On Sat, Apr 21, 2007 at 02:17:02PM -0400, Gene Heskett wrote:
> CFS-v4 is quite smooth in terms of the users experience but after prolonged 
> observations approaching 24 hours, it appears to choke the cpu hog off a bit 
> even when the system has nothing else to do.  My amanda runs went from 1 to 
> 1.5 hours depending on how much time it took gzip to handle the amount of 
> data tar handed it, up to about 165m & change, or nearly 3 hours pretty 
> consistently over 5 runs.

Welcome to infinite history. I'm not surprised, apart from the time
scale of anomalies being much larger than I anticipated.
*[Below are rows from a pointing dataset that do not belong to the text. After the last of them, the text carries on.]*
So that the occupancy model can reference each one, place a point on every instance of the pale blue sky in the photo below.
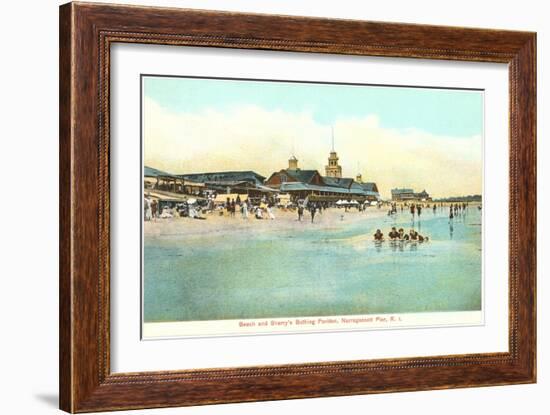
(453, 113)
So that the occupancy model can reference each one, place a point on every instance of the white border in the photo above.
(129, 354)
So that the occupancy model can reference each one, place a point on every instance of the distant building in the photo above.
(202, 184)
(405, 194)
(309, 183)
(225, 176)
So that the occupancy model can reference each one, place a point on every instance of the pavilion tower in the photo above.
(333, 169)
(293, 163)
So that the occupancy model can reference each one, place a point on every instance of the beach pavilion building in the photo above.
(309, 183)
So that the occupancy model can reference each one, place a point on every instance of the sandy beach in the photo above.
(284, 220)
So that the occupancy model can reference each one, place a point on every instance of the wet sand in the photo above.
(284, 220)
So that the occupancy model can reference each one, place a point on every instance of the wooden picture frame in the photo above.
(86, 33)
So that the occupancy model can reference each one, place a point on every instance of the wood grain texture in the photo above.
(86, 33)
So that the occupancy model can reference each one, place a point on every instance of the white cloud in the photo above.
(252, 138)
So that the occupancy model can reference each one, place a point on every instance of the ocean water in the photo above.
(316, 272)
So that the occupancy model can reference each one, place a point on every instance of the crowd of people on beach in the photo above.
(400, 235)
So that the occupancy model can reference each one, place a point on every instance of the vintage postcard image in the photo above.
(277, 206)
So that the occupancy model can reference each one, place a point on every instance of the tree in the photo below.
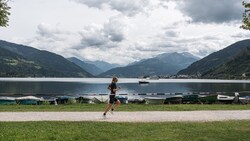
(4, 13)
(246, 16)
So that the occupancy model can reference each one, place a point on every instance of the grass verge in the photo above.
(123, 107)
(104, 131)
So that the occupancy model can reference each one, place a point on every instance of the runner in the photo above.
(112, 99)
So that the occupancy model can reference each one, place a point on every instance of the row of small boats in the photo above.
(140, 99)
(197, 98)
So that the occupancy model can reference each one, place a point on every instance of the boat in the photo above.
(122, 99)
(155, 100)
(208, 99)
(100, 99)
(7, 101)
(84, 99)
(29, 100)
(143, 82)
(173, 99)
(244, 100)
(65, 100)
(190, 98)
(225, 99)
(136, 99)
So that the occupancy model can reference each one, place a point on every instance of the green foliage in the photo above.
(106, 131)
(4, 13)
(246, 16)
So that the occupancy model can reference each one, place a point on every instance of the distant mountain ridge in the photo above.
(94, 70)
(164, 64)
(31, 62)
(104, 66)
(237, 68)
(216, 59)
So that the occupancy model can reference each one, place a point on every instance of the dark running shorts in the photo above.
(112, 99)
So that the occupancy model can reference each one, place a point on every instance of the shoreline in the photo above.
(141, 116)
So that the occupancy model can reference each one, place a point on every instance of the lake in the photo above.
(82, 86)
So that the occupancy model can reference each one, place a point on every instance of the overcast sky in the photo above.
(124, 31)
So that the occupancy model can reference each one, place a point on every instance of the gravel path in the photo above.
(149, 116)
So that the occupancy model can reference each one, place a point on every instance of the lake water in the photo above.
(81, 86)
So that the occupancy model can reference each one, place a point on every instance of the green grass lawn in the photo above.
(124, 107)
(104, 131)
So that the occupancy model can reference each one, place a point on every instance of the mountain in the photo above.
(94, 70)
(216, 59)
(104, 66)
(23, 61)
(164, 64)
(237, 68)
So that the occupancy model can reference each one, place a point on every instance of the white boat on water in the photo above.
(244, 100)
(155, 100)
(29, 100)
(7, 100)
(101, 99)
(228, 99)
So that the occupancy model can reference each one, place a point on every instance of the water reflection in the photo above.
(61, 88)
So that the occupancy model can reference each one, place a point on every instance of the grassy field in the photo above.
(104, 131)
(123, 107)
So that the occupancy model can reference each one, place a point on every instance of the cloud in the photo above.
(93, 35)
(126, 7)
(211, 11)
(107, 35)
On Sat, Apr 21, 2007 at 02:17:02PM -0400, Gene Heskett wrote:
> sd-0.44 so far seems to be handling the same load (theres a backup running 
> right now) fairly well also, and possibly theres a bit more snap to the 
> system now.  A switch to screen 1 from this screen 8, and the loading of that 
> screen image, which is the Cassini shot of saturn from the backside, the one 
> showing that teeny dot to the left of Saturn that is actually us, took 10 
> seconds with the stock 2.6.21-rc7, 3 seconds with the best of Ingo's patches, 
> and now with Con's latest, is 1 second flat. Another screen however is 4 
> seconds, so maybe that first scren had been looked at since I rebooted. 
> However, amanda is still getting estimates so gzip hasn't put a tiewrap 
> around the kernels neck just yet.

Not sure what you mean by gzip putting a tiewrap around the kernel's neck.
Could you clarify?


On Sat, Apr 21, 2007 at 02:17:02PM -0400, Gene Heskett wrote:
> Some minutes later, gzip is smunching /usr/src, and the machine doesn't even 
> know its running as sd-0.44 isn't giving gzip more than 75% to gzip, and 
> probably averaging less than 50%. And it scared me a bit as it started out at 
> not over 5% for the first minute or so.  Running in the 70's now according to 
> gkrellm, with an occasional blip to 95%.  And the machine generally feels 
> good.

I wonder what's behind that sort of initial and steady-state behavior.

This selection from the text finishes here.